臨床研究を語る

主に循環器の臨床研究について紹介します

抗凝固薬を一生飲ませようとする製薬会社

Elderly AF を読んだ。これはワーファリン投与が困難な超高齢者を対象としてリクシアナ15mgの有効性、安全性を検討した試験である。

 

一読すると、脳梗塞発症率も高いしリクシアナ15mgは出血を増やさず脳梗塞を予防していて素晴らしいように見える。しかし、もう少しきちんと読んでみよう。984人中158人が同意撤回している(16%)。つまりこれらの人たちがどうなったか、まったくフォローできていないということになる。さらに競合リスクである死亡が10%超もある。

 

同意撤回の約40%が動けなくなった、つまりフレイルが強すぎて内服できなくなったという理由である。約1/4が死亡または内服できなくなる患者層にそもそも抗凝固薬が必要なのだろうか。この論文を受け、超高齢者は15mgという流れができてしまっているように思うが、注意したいのは、ELDERCARE AFが非常に特殊な患者層であったことである。
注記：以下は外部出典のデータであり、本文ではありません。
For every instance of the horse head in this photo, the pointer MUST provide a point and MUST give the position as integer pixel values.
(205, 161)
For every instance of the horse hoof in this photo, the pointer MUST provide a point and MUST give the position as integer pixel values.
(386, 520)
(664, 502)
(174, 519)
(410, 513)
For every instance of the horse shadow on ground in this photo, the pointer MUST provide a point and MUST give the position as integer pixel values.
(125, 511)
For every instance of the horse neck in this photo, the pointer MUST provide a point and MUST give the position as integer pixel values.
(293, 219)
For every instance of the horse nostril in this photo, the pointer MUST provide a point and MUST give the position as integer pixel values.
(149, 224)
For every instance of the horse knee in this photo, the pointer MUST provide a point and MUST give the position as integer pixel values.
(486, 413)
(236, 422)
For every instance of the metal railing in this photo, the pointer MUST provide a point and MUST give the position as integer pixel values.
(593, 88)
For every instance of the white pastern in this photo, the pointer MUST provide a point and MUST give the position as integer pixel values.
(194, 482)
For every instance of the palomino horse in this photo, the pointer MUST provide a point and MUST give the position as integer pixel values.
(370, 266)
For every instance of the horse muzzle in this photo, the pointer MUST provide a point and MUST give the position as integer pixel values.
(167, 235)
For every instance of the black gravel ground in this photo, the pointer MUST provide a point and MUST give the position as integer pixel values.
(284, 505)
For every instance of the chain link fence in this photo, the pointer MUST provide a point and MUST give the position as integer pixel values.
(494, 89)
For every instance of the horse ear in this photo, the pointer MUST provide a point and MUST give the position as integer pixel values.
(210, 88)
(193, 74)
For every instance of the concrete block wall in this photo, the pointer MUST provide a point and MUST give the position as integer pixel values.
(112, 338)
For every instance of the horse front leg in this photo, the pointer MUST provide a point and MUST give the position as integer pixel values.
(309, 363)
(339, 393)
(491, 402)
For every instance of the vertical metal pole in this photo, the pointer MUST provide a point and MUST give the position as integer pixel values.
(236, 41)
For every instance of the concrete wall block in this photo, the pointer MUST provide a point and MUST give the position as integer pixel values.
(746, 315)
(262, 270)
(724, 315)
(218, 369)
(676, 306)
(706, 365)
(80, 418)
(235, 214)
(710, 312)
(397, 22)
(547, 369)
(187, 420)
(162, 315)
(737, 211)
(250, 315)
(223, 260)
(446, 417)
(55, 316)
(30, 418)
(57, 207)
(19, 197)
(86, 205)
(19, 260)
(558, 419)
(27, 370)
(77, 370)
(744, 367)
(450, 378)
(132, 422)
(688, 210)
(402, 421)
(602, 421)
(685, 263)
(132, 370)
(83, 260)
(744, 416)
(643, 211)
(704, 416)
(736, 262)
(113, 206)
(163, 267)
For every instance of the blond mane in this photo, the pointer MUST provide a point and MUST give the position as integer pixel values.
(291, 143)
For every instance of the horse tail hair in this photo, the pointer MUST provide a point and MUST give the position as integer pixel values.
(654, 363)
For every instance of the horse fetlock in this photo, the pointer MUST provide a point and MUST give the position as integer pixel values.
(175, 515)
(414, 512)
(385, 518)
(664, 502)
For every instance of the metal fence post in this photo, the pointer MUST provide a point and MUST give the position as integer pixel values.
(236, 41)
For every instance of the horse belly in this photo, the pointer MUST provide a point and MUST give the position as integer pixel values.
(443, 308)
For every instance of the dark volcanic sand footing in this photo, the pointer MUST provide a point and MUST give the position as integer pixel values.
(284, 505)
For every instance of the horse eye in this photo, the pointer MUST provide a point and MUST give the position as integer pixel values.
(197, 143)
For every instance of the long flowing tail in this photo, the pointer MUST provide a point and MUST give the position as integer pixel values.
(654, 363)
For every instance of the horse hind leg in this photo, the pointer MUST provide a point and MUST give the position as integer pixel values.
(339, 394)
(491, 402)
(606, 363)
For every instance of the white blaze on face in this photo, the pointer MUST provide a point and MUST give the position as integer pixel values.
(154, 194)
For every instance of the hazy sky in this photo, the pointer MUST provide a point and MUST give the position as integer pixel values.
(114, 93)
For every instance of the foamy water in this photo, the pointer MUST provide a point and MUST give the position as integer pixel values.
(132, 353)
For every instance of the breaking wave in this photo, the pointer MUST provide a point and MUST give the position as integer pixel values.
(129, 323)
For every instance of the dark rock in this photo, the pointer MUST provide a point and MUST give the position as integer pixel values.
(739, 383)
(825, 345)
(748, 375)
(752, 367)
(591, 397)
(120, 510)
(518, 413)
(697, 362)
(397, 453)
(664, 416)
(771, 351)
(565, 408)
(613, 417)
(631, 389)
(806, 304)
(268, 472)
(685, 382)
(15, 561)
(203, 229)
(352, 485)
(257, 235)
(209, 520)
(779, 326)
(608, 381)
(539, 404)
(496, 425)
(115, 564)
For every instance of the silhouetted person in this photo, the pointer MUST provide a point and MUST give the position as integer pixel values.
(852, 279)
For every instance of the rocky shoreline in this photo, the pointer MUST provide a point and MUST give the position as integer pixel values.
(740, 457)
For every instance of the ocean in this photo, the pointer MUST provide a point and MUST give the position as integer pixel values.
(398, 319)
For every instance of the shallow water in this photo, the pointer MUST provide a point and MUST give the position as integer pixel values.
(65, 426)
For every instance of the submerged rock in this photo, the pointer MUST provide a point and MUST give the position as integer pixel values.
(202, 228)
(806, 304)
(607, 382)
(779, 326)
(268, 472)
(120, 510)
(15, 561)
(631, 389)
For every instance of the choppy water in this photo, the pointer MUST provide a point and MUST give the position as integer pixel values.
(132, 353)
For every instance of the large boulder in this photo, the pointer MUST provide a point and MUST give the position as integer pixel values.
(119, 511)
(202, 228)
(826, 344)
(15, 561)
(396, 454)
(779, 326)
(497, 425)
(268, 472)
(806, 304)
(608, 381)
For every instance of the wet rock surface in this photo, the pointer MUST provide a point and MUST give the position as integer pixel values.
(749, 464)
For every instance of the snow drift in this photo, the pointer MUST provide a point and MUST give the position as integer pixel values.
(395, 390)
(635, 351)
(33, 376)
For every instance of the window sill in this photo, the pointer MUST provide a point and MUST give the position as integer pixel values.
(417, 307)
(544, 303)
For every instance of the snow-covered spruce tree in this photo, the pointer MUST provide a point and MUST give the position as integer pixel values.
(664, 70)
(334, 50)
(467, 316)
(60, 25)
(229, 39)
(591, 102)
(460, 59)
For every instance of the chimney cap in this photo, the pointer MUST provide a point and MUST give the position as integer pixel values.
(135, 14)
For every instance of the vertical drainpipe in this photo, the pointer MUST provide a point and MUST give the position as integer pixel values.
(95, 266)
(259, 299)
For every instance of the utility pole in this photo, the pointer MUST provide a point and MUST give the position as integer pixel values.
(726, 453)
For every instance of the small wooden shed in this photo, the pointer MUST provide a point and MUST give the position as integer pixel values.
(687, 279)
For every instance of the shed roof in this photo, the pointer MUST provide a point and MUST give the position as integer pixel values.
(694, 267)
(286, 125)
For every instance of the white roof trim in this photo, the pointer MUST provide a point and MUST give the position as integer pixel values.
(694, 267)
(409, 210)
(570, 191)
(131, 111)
組み入れ基準も除外基準も多く、なかなか登録が進まなかったと聞いている。

 

ELDERCARE AFは製薬会社が考案した試験である。筆者たちの大半は試験にほとんど関与していない。つまりリクシアナ15mgの適応拡大目的の商業試験だったということだが、結果的に製薬会社は自らENGAGE の結果を否定してしまった。つまり60mgという用量設定を全否定してしまい、大きな矛盾を作ってしまったのだ。しかも、Elderly AFではワーファリン比較ではなくプラセボ比較として巧妙にENGAGEと比較できないようにしている。

 

最近の抗凝固薬戦略はすさまじく、それは癌患者にも及んでいる。こちらもリクシアナで見てみよう。こちらは治療期間の中央値が211日と非常に短い試験で、死亡率35%以上(!)の予後不良患者層だ。VTE発症率は6~8%だが、その内訳を見てみるとPEは約4%、致死的PEは0%である。我々が恐れるのはDVTでなくPEによる突然死だが、致死的PEは0%だったのである。しかも、大出血が7%となると、なんのために治療しているのか分からなくなる。患者のためというより医師の保身のためだろう。

 

製薬会社は適応拡大に躍起のようだ。高齢者になれば、そして癌があれば当然のごとく血栓は増える。死の直前は血栓は体の中のどこかにはできているものだ。それでも一生抗凝固薬を飲まなくてはいけないのだろうか。

 

今年の日循総会でも話題になったが、我々は手技や薬に頼りすぎているように思う。NOACはパテントが切れる直前まで攻勢をかけてくることだろう。しかし、患者と話し合い、命に限りがあることを患者と共に悟り、時には薬は必要ない、と言ってあげることも医者の使命なのではないだろうか。